Everyone is talking about storytelling these days. It’s in vogue. A buzzword. At the corporate level you hear how meetings need to be based around a narrative. In journalism training you see a huge emphasis on storytelling over and above simply emphasizing facts. Marketing whitepapers are going crazy over the need to make a narrative out of your organization’s messaging. Nonprofits and fundraisers are waking up to the realization that it is all about stories (not just the poster child story, but the story of the organization, and now, even the story of the donor).

I am glad to see all this. But even as a strong believer in the power of stories I am intrigued at why it’s in such vogue. Thinking about it, here are some reasons I came up with:

1) Our society is deluged with information and much of it is passed on without greater context. We are suffocating from lack of context. (A story is all about context and the dramatic arc that stories possess). Everywhere we turn there is a flood of information. But it is different than in previous days. Once upon a time news articles, consumer information, even advertising was delivered mostly within the context of a magazine, a store, a TV show, a network, a brand. But that has changed. Where editors and producers used to define the context of our information, now we are our own guides and our own editors. (That isn’t all bad – many of us for years decried the gatekeepers in the media and their more or less evident biases and distorted views of reality). But now we are on the other side of the pendulum. And we are suffering some new effects from it. Much of the news these days is being consumed article by article. We get most of our information à la carte or cafeteria style. Our favorite gatekeepers may be our friends linking articles on Facebook as we read our “newsfeed” diligently every day.

After a while people get tired of not having a solid larger context. There comes a craving for context. What does this article mean? How do I see this point of view in light of the bigger picture? What is “the rest of the story?” as Paul Harvey used to say. So, we develop a thirst for narratives and the stories that hold things together.

(I could get philosophical here and talk about the effect of postmodernism, the destruction of the grand narrative concept, the accompanying idea that everything is about “me,” and so forth. It’s all tied together. But I’ll save that for another time.)

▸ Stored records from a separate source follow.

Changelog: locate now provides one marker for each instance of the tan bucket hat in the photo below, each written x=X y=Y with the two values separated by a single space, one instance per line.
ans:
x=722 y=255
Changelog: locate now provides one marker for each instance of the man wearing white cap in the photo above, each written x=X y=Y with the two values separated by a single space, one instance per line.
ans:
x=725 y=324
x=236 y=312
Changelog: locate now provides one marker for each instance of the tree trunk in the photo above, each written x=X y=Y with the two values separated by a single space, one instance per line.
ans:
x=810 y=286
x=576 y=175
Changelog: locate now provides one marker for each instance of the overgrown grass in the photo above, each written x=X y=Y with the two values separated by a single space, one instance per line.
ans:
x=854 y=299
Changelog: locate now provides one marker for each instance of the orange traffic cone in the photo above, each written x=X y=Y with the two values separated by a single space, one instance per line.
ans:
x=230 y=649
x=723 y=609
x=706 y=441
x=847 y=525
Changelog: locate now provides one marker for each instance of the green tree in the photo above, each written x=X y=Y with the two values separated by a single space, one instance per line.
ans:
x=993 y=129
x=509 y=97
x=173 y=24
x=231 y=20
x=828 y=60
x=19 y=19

#2) Besides not having context we are overloaded with analytical information (rather than analogical information). Analysis uses mostly the left side of the brain while analogy tends to use the right side. Honestly, I believe the left sides of our brains are becoming weary. A good story, happy ending or sad ending, a laugh, a joke – these carry much more water nowadays.

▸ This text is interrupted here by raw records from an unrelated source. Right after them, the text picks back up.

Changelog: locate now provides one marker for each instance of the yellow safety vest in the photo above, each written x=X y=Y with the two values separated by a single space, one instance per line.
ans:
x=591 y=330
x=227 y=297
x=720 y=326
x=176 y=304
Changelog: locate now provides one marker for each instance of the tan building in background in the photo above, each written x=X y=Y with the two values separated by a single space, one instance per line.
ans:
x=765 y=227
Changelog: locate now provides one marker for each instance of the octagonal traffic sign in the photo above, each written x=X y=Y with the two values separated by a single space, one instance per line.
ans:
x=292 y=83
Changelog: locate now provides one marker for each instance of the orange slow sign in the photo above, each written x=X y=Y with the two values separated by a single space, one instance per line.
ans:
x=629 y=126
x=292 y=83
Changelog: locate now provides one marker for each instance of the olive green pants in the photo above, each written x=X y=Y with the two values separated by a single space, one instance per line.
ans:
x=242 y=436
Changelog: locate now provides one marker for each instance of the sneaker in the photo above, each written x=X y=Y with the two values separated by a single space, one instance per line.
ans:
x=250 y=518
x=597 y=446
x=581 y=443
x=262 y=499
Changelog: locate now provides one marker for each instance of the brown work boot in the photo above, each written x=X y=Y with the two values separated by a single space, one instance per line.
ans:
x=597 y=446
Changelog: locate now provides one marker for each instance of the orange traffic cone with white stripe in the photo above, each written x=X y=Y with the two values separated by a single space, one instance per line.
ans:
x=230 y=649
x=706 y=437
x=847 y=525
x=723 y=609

#3) We are not satisfied, even in the midst of our technology. Yes, technology can be great. I look around my desk at all the digital tools that I have. (I was a pioneer in digital space). But, you know what? Sometimes I get tired of talking to and listening to robots. We begin to long for human faces (OK, some don’t and they are starting to scare me). We want to talk with people.

But more and more, robots are replacing people in our lives. Try calling a support desk to get help understanding the gadget you’re trying to work with and often you get more robots, or at best phone menus. Where are the human beings? The big question of the future may be: “How can we tell the human being from the robot?” – If I were to place a bet it would be decided by who tells the best story. I have noticed that I am developing a habit of cheering when a help desk (human) makes a mistake. “I am so glad you are a human!” I tell them.

Yes we’re hungry for stories. We are starving for stories. It may be a fad and a buzzword in business but it’s not a gimmick. It is part of the essence of human communication.

(Now. Having finished all that necessary analysis, let me tell you an interesting story!)

A few years ago, I was working with an influential organization in the mid-Atlantic region of the US. The president of the company and I were both southerners, and, as many southerners do, we started most of our business “chats” by telling stories. One day we had an important problem to solve, and one of the high-level managers was in the president’s office to help work on the solution. He was a very “straight-to-the-point” fellow and not fond of beating around the bush, so to speak. After about 25 minutes of watching stories flow between the president and me, the other manager was visibly frustrated.

The president then stood up, we shook hands and he said, “We solved it.” The other manager was befuddled. But we had figured it out. As we had laughed and gone through some good tales, the solution had become very obvious to the two of us. I am not sure the other manager has figured it out to this day.